Contrairement à nos gouvernements, les fabricants d'armes (et leurs investisseurs) ont un intérêt financier énorme à attiser la menace du danger, à pousser les clients à acheter plus d'armes et à faire durer les guerres le plus longtemps possible. Une fois la guerre terminée, ils chercheront d'autres marchés et d'autres conflits pour vendre leurs produits. Ils s'enrichissent pendant les guerres. Lorsque des investisseurs privés financent des fabricants d’armes, ils acquièrent également une incitation perverse à prolonger les conflits. Après tout, leur objectif premier reste la rentabilité. Les investisseurs à moyen et long terme tirent les plus grands bénéfices des conflits qui s’étendent sur plusieurs décennies. Ce biais structurel constitue une faille fondamentale du financement privé de l’industrie de l’armement, car il va directement à l’encontre de notre objectif ultime : rétablir la paix.

Pour les investisseurs privés, la transparence sur les types d'armements fabriqués ou sur les personnes contre lesquelles ils seront utilisés est extrêmement limitée.

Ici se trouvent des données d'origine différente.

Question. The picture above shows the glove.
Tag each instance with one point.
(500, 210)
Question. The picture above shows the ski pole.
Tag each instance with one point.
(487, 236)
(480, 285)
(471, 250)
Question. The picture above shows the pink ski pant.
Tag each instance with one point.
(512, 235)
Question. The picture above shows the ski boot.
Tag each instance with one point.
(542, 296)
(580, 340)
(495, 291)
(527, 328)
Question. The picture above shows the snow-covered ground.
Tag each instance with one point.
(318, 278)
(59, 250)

Elle prend fin au moment où les armes quittent l'usine. Il s'agit de l'une des industries les plus opaques au monde. C'est particulièrement vrai pour le marché des armes d'occasion. Il serait également extrêmement imprudent de la part des investisseurs, des fonds de pension ou des banques de fonder leurs décisions sur de simples suppositions.

Lorsque des armes létales changent de mains, l'histoire montre qu'elles peuvent atterrir dans des endroits sinistres, semant la destruction et supportant le terrorisme. Même si les investisseurs privés croient financer le réarmement de l'Europe, ils pourraient tout aussi bien finir par payer pour des fusillades dans des écoles, la mort de civils ou des crimes contre l'humanité ailleurs dans le monde. En tant qu'investisseur, il est tout simplement impossible de savoir comment, où et par qui les armes seront utilisées.

Aussi surréaliste que cela puisse paraître pour nous en Europe, les citoyens américains peuvent consulter et acheter une gamme d'armes à feu dans leur magasin Walmart local lors de leurs achats alimentaires hebdomadaires. Des semi-automatiques, des pistolets, des fusils et bien d'autres encore sont en vente. Sans surprise, les armes de ce type sont souvent au cœur des fusillades de masse. C'est ce qui arrive lorsque les armes sont utilisées à des fins commerciales et ce n'est certainement pas ce que les détenteurs de pensions et les investisseurs durables de l'Europe veulent soutenir. Au contraire.

L'argent des investisseurs privés pourrait également être utilisé par les fabricants d'armes pour faire des dons douteux aux hommes politiques. Rien qu'en 2024, les entreprises de défense ont versé plus de 148 millions de dollars aux politiciens américains pour influencer leurs politiques et obtenir des contrats. Bien que seulement 6 % de la population soit d'accord avec les groupes pro-armes comme la NRA, ils exercent en effet une influence considérable sur la gouvernance, ce qui fragilise la démocratie – le principe même que nous cherchons à défendre et à préserver.

Lorsque des investisseurs privés financent des fabricants d'armes, ils n'ont aucune transparence sur ce dans quoi ils investissent. Cette situation est incompatible avec la première règle de l'investissement : Savoir ce que l'on possède. Pour les investisseurs durables, c'est encore moins compatible, car l'objectif même des armes est diamétralement opposé à tout objectif durable ou ESG.

Alors que nous traversons une période de tensions et d'incertitudes géopolitiques, les gouvernements devraient contrôler l'industrie de l'armement. Les investisseurs durables à long terme ont un rôle différent à jouer. Nous devons investir dans une société qui protège et promeut la qualité de vie de tous ses membres et qui place la dignité humaine au centre de ses préoccupations. Nous devons également être prêts et en mesure d’aider des pays dévastés par la guerre, comme l’Ukraine, à reconstruire leurs infrastructures. C’est dans cet engagement que réside notre véritable valeur à long terme.

En tant qu’investisseurs et, avant tout, en tant qu’êtres humains, c’est ainsi que nous nous plaçons du bon côté de l’Histoire.